Their reasons for affirming were interesting. Believing, as was the general assumption regarding statutes at the time, that statutes derogated only very narrowly from the common law (i.e., that they should be interpreted very strictly and quite narrowly), the Eight Circuit read Sec. 2 of the statute as not referring to locomotives. It provided:
"it shall be unlawful for any such common carrier to haul or permit to be hauled or used on its line any car used in moving interstate traffic not equipped with couplers coupling automatically by impact, and which can be uncoupled without the necessity of men going between the ends of the cars."
In other words, the lower court read the word "car" here as excluding locomotives because the word locomotive was used in sec. 1 and the court reasoned that if locomotives were intended to be referenced in sec. 2, specific mention of that fact was necessary. In addition, since the dining car at the time of the accident was just sitting on a side track, it wasn't involved in "interstate traffic" according to sec. 2. But, alternatively, both locomotive and dining car were equipped with couplers, and thus they complied with the Act. The Act didn't say that the couplers had to be working properly all the time. Thus we see what the plaintiffs were up against, when the courts had for years been construing railroad liability under the old common law rules.
The Supreme Court Speaks
So, how did the Supreme Court decide this case, the supposedly ultra-conservative Lochner Court, the Court hostile to health and safety regulations? It could easily have affirmed the lower court; indeed, the doctrine of narrow construal of statutes would have let them so decide. But, they unanimously reversed the Court of Appeals, and they did so with a ringing endorsement of Congressional power to enact a safety statute. Then, in dealing with the argument that the word "car" in sec. 2 only referred to non-locomotives, the Court held that "manifestly the word 'car' was used in its generic sense" (including locomotives). "'Any car' meant all kind of cars running on the rails, including locomotives."

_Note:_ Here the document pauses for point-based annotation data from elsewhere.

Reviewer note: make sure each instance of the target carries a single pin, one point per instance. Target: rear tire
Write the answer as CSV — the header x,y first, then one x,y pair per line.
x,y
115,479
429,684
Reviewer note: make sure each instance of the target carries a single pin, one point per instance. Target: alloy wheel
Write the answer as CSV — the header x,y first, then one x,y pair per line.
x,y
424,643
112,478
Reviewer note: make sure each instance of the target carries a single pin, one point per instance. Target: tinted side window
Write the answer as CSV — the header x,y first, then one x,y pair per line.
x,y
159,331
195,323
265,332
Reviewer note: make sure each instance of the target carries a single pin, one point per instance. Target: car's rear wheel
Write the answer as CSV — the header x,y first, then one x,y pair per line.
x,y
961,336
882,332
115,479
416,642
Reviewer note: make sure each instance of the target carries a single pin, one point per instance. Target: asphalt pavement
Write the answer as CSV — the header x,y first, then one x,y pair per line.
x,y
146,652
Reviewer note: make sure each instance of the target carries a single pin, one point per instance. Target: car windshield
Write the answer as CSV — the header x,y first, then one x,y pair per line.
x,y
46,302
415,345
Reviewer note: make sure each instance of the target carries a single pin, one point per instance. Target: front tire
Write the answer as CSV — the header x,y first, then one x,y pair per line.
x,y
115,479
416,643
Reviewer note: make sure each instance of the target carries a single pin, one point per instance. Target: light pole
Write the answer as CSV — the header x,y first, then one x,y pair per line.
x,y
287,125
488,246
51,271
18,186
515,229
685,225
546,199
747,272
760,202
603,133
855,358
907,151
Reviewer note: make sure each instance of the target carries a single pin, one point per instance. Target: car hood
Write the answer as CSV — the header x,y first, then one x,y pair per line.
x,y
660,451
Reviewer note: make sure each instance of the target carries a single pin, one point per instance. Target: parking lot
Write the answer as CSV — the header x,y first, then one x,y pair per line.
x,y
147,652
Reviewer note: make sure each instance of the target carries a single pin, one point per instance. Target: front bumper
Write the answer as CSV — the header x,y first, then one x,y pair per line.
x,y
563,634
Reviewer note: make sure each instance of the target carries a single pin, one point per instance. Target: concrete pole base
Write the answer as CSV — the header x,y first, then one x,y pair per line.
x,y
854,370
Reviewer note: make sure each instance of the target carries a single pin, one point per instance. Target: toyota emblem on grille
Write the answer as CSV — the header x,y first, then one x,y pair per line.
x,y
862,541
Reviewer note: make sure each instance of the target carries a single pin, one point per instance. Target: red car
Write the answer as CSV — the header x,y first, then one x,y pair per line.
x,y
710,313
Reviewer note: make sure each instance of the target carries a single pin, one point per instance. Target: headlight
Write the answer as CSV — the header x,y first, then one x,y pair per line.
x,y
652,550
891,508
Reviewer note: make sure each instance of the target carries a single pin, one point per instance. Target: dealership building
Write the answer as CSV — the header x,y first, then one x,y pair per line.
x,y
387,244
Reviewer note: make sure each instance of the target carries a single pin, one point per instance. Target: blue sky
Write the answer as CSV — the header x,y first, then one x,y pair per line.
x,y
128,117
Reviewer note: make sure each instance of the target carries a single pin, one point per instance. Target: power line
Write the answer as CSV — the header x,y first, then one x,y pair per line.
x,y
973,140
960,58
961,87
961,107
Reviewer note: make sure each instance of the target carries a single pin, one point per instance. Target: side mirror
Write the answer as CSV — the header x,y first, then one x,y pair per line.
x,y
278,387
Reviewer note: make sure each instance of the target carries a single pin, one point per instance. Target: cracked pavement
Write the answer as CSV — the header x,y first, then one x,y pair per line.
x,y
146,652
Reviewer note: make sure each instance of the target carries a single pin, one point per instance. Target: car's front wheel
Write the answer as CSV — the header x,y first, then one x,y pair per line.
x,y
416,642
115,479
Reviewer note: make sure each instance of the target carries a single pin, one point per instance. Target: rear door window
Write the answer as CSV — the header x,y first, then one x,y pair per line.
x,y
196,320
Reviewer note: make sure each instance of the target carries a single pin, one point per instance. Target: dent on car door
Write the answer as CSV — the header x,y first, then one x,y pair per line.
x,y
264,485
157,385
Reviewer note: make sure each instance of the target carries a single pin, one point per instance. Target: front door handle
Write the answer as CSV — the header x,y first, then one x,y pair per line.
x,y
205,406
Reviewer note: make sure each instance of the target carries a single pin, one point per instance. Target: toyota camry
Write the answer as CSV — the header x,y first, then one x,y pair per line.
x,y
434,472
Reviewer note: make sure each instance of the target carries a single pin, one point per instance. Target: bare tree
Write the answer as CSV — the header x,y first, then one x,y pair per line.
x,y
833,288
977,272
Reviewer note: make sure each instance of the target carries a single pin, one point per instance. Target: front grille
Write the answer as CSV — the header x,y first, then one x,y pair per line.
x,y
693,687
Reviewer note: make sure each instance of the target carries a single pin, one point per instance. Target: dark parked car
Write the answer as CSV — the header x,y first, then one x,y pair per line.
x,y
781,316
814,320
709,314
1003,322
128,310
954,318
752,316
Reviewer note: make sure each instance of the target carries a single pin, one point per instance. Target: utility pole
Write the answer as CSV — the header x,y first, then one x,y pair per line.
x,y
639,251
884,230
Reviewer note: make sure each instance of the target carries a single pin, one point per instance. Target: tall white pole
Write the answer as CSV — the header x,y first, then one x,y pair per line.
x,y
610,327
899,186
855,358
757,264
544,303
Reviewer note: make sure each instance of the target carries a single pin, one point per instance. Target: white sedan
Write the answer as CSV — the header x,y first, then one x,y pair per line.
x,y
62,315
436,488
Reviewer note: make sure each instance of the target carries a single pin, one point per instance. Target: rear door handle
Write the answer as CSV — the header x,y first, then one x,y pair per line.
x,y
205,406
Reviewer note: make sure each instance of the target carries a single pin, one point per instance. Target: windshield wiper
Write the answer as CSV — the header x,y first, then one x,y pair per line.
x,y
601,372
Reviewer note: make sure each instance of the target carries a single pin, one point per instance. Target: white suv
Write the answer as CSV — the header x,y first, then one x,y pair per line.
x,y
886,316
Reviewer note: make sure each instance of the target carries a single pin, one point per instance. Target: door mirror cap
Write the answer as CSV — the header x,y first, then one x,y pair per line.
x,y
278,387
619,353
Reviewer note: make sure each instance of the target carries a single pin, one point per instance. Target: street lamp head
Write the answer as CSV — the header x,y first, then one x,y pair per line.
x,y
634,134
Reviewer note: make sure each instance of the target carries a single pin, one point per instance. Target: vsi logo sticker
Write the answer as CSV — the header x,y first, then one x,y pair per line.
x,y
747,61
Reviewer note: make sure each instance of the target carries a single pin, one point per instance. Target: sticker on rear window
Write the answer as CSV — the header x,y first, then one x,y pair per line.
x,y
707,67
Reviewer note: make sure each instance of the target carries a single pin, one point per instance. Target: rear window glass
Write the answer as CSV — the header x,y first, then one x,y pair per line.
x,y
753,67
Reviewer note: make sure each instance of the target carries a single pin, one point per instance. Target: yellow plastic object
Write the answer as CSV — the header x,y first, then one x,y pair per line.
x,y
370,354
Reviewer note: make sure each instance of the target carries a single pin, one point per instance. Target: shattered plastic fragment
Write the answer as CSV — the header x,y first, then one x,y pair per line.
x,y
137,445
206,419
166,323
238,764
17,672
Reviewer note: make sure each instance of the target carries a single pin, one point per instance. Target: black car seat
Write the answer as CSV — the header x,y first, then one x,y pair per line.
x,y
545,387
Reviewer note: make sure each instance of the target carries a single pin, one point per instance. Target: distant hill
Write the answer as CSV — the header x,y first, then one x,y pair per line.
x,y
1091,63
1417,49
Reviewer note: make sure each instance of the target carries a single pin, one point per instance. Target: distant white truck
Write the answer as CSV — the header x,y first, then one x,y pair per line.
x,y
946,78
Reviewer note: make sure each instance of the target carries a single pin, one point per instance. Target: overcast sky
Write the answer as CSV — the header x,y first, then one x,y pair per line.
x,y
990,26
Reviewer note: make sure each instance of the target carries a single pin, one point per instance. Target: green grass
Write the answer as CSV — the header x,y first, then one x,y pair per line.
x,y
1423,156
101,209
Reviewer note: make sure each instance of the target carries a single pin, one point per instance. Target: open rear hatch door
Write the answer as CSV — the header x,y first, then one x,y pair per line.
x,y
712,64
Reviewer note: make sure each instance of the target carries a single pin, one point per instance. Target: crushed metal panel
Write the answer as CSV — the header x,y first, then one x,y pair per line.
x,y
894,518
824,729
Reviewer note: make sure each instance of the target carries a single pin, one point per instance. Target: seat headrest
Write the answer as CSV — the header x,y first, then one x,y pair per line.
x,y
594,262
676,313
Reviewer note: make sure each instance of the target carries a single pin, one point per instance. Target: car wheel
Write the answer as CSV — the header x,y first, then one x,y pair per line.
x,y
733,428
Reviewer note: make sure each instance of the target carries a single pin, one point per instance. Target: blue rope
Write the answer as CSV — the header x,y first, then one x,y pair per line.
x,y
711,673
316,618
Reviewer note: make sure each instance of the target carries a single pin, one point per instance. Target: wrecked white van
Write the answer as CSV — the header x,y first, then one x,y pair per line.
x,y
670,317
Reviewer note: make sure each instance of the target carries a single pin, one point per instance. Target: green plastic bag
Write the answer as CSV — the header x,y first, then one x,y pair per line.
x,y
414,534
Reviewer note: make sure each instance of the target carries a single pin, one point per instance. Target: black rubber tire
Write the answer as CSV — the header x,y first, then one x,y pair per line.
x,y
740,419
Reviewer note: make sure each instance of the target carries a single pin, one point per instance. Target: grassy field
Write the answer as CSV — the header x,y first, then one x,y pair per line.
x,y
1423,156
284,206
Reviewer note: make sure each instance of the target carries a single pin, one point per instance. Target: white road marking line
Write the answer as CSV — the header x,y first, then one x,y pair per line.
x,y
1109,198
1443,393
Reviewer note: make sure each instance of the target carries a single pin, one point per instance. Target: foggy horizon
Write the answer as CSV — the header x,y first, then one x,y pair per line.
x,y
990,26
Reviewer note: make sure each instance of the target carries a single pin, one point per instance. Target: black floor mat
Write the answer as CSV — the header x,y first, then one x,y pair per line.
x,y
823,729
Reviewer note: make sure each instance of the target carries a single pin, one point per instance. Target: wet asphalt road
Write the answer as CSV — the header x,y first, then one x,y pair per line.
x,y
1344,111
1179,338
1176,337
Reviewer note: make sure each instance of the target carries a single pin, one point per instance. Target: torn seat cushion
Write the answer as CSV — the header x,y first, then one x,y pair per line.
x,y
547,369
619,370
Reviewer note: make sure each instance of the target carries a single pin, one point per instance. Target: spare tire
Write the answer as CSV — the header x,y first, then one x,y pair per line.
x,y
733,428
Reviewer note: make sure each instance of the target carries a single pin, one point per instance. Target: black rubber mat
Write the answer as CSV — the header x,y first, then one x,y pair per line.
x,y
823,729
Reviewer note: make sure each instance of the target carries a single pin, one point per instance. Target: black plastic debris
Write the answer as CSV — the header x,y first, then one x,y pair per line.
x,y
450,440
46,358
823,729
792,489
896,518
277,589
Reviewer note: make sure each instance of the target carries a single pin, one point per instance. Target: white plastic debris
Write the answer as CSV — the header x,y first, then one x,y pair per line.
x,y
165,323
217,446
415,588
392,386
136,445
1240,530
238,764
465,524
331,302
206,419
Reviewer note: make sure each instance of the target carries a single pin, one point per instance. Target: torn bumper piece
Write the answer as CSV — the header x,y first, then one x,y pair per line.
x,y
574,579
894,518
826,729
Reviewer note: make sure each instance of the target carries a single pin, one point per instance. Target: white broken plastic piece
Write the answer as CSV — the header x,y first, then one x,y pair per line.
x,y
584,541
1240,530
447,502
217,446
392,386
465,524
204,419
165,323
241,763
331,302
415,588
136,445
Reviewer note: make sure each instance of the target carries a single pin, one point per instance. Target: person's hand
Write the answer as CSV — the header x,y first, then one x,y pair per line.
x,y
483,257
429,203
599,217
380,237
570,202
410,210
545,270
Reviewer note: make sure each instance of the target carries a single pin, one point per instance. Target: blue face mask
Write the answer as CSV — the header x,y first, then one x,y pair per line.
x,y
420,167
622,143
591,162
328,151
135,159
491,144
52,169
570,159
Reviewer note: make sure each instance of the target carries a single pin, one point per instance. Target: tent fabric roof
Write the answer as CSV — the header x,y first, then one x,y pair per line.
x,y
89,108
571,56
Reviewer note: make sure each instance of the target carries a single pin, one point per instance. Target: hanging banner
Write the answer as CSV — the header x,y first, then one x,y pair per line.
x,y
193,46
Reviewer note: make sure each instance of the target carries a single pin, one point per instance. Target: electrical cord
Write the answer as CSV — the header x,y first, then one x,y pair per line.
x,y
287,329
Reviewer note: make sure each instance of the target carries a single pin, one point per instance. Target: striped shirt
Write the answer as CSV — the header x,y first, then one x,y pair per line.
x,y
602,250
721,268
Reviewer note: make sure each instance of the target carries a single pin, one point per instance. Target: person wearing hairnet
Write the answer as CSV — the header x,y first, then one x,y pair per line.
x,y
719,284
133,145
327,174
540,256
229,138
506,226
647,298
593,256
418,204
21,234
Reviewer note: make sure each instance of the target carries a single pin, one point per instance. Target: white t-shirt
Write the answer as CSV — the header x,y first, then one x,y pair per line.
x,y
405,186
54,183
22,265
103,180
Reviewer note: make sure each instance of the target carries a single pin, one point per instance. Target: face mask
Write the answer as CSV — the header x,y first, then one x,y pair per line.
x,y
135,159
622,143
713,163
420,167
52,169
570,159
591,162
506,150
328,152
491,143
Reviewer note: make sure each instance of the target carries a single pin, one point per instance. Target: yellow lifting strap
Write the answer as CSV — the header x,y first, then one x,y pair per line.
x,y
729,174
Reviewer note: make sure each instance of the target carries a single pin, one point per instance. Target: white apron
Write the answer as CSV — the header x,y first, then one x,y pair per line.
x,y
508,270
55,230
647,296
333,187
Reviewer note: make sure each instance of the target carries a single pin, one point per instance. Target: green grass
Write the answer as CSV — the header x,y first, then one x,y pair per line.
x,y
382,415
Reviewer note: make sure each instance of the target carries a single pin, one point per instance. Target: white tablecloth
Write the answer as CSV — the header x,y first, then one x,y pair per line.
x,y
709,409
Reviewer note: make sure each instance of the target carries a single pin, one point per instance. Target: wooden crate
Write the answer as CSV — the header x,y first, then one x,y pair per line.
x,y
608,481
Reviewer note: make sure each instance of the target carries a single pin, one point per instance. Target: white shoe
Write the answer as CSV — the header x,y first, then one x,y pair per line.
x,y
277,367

What about the couplers that didn't work? The Ct. of Appeals had held that the Act required couplers of the same kind to couple properly but the Act said nothing about couplers of different kinds. The Supremes were not taken in by that argument. "The object was to protect the lives and limbs of railroad employees by rendering it unnecessary for a man operating the couplers to go between the ends of the cars; and that object would be defeated, not necessarily by the use of automatic couplers of different kinds, but if those different kinds would not automatically couple with each other." The appellate court's construal was too narrow. And, while the Court was at it, it found a quotation where statutes in derogation of the common law were not only to be construed strictly but also "to be construed sensibly."
Thus, in the space of four months, from Dec. 1904-April 1905, the Court handed down both Johnson and Lochner. While the decisions are not incompatible with each other, those who study Constitutional Law, even those who study the Court in some depth, haughtily dismiss the "Lochner Court" as a retrograde and benighted Court. In the case of railway safety, however, it took a moderate line, even overturning the more conservative (i.e., pro-railroad) decision of the Court of Appeals. Let's not paint with a bigger brush than is needed.